TBLCOL/Schema Conversion and Its Tcl Interface
TBLCOL/Schema conversion is done through a translation table. Click
here for its C implementation. This
documentation describes Tcl routines for following purposes:
Building Translation Tables
Translation Table Syntax
TBLCOL/Schema Conversion
Examples
if you'd like to see the high-level description of translation table
or object conversion, please click here.
There are two ways to create/edit a translation table. The first way,
which reads in an ascii file and create entries, is much faster and
thus prefered. The other way, directly calling entry-addition routines,
is more suited for tables containing only a few entries and small
scale in-memory changes.
Click here to create a table from
ascii files. Click here to
create a table directly in Tcl.
Two Tcl verbs are provided to create a table from ascii files and write out
a table to an ascii file. Click herefor a
description of the ascii format.
schemaTransWriteToFile
schemaTransEntryAddFromFile
Purpose: write out all entries in the table to an ascii file
Arguments: tableHandle fileName
Return: none
Example: dervish> schemaTransWriteToFile h1 junkfile
dervish>
Purpose: read the entries in the ascii into a translation table
Arguments: tableHandle fileName
Return: none
Example: dervish> schemaTransNew
h1
dervish> schemaTransEntryAddFromFile h1 junkfile
dervish>
Following Tcl routines are for use with translation tables.
schemaTransNew
schemaTransDel
schemaTransEntryAdd
schemaTransEntryDel
schemaTransEntryClearAll
schemaTransEntryImport
schemaTransEntryShow
Purpose: mallocks a table of MAX_SCHEMATRANS_SIZE entries
Arguments: none
Return : a handle, if successful.
Example: dervish> schemaTransNew
h1
dervish>
Purpose: deletes a table and frees all memories associated with entries
Arguments: tbl_handle
Return : none.
Example: dervish> schemaTransDel h1
dervish>
Purpose: add an entry to an existing table
Arguments: tblHandle convType fitsName fldName data_type -proc -dimen -ratio -position
Return : none if successful.
Example: dervish> schemaTransEntryAdd h1 name GSC_ID id int
Entry added
dervish> schemaTransEntryAdd h1 name NROW mask struct -proc maskNew
Entry added
dervish> schemaTransEntryAdd h1 cont mask nrow int
dervish>
where, tblHandle is a handle to an existing
translation table and convType specifies how the following fields
are intepreted. If convType is "name", then the following two fields
are taken as field name in FITS file and in
schema respectively. If it is "ignore" (in this case, one still has to specify
fitsName, which will not be used, though), the field by fldName in the
given schema will ignored. This allows maximum flexibility especially when FITS files
don't have all the fields one wants. Lastly, convType can also
be "cont", indicating the line is a continuation line following the
previous line. See syntax
for more explanations.
Briefly, for ConvType, following types are allowed:
name
cont or continue
ignore
For data_type, following are allowed:
char, or unsigned char
short, or unsigned short
int, or unsigned int
long, or unsigned long
float
double
enum
string
struct
In addition, schemaTransEntryAdd also can deal with heap -- a variable length storage
available in FITS, and make enum type portable.

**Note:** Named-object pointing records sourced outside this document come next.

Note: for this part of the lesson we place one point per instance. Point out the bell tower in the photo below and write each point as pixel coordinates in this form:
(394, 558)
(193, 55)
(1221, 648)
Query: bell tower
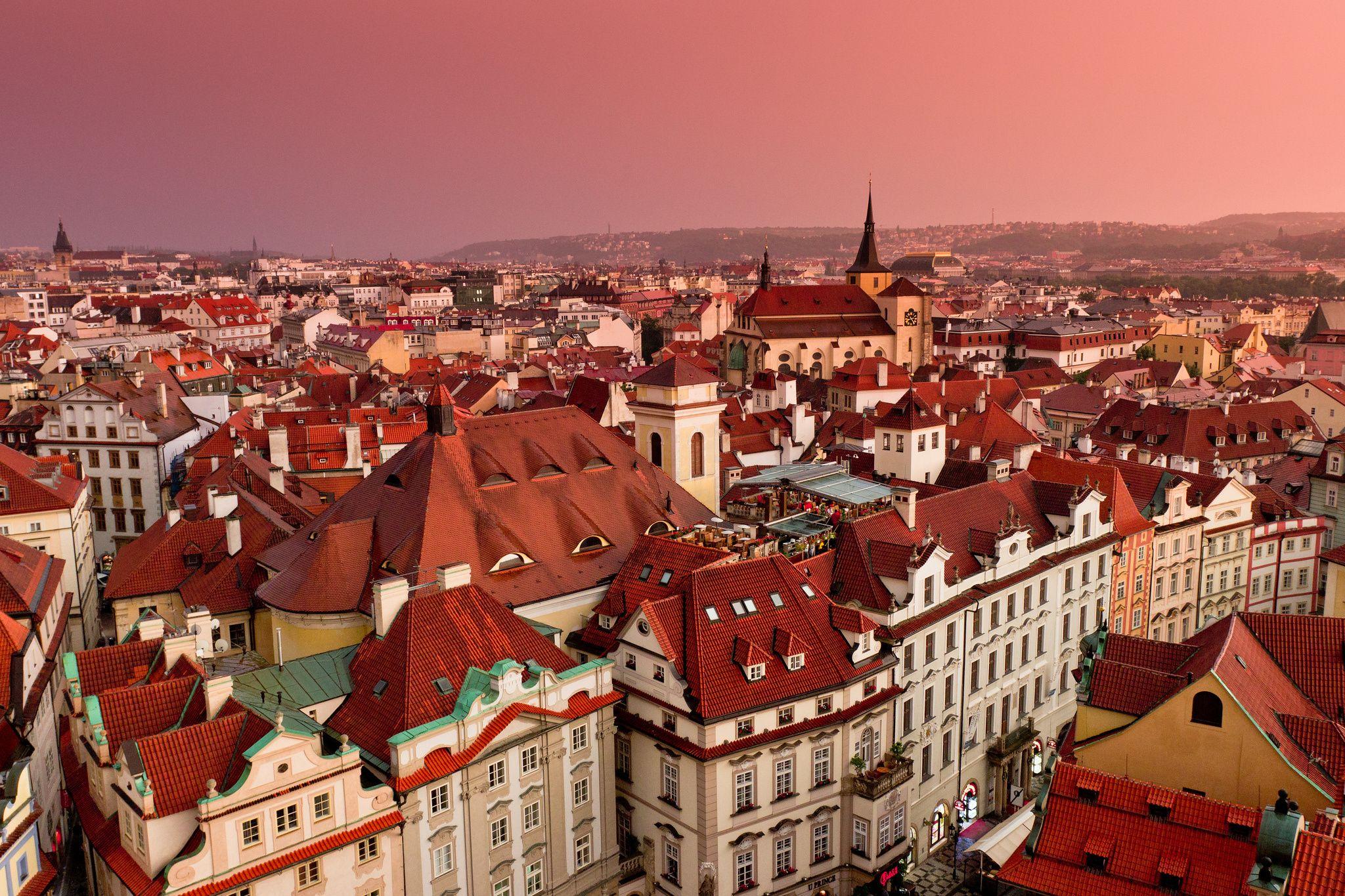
(868, 273)
(677, 425)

See Portable Enum and Heap
Capabilities for details.
Optional parameters are: -proc provides a custom Tcl constructor, which
, if specified, will be used to construct the objects; -dimen is the
dimension information, say, "5x10" (i.e, two dimension with size 5 and 10)
and the constructor will be called 50 times. If corresponding field is of
elementary type (which doesn't need constructor), memory of this size
will be allocated. Lastly, -position optionally specifies where to add
the entry, -position n adds to the n-th line.
Purpose: deletes a table entry and frees all memories associated with entry
Arguments: tbl_handle entry_number -only
Return : message.
Example: dervish> schemaTransEntryDel h1 1 -only
dervish>
The routine normally will delete the given entry and its associated
continuation lines. But if -only is given, only that entry is deleted.
Purpose: Empty the table by clearing all the entries
Arguments: tbl_handle
Return : none
Example: dervish> schemaTransEntryClearAll h1
dervish>
Purpose: Import to a table selected entries from another table
Arguments: src_tblHandle dst_tableHandle -from -to -at
Return : none
Example: dervish> schemaTransEntryImport h1 h2
dervish> schemaTransEntryImport h1 h3 -from 1 -to 3 -at 1
where -from/-to designates the begining and ending of the range in source table to copy,
and -at chooses where to insert in destination table (default is at the end).
First example shows the way to append the entire source table to the destination table.
Second example imports entries from 1 to 3 (inclusive) to h3 at entry number 1.
Purpose: print a translation table on the screen
Arguments: tblHandle
Return : none
Before proceeding, I assume you're already familiar with
translation table syntax.
Translation table's ascii format consists of entry list in
plain ascii. Each entry is expected to have at least 4 ascii
strings (sparated by spaces) to represent conversion type, fits
side name, object side name, and object data type, in that order.
Option parameters appear after the 4 basic units, e.g., -proc = regNew.
A entry must end with semicolon ';'. In short, an ascii entry resembles
the command line of schemaTransEntryAdd.
Comments are allowed in the ascii file. All comment lines start with a
pound sign '#' and ends at end of the line.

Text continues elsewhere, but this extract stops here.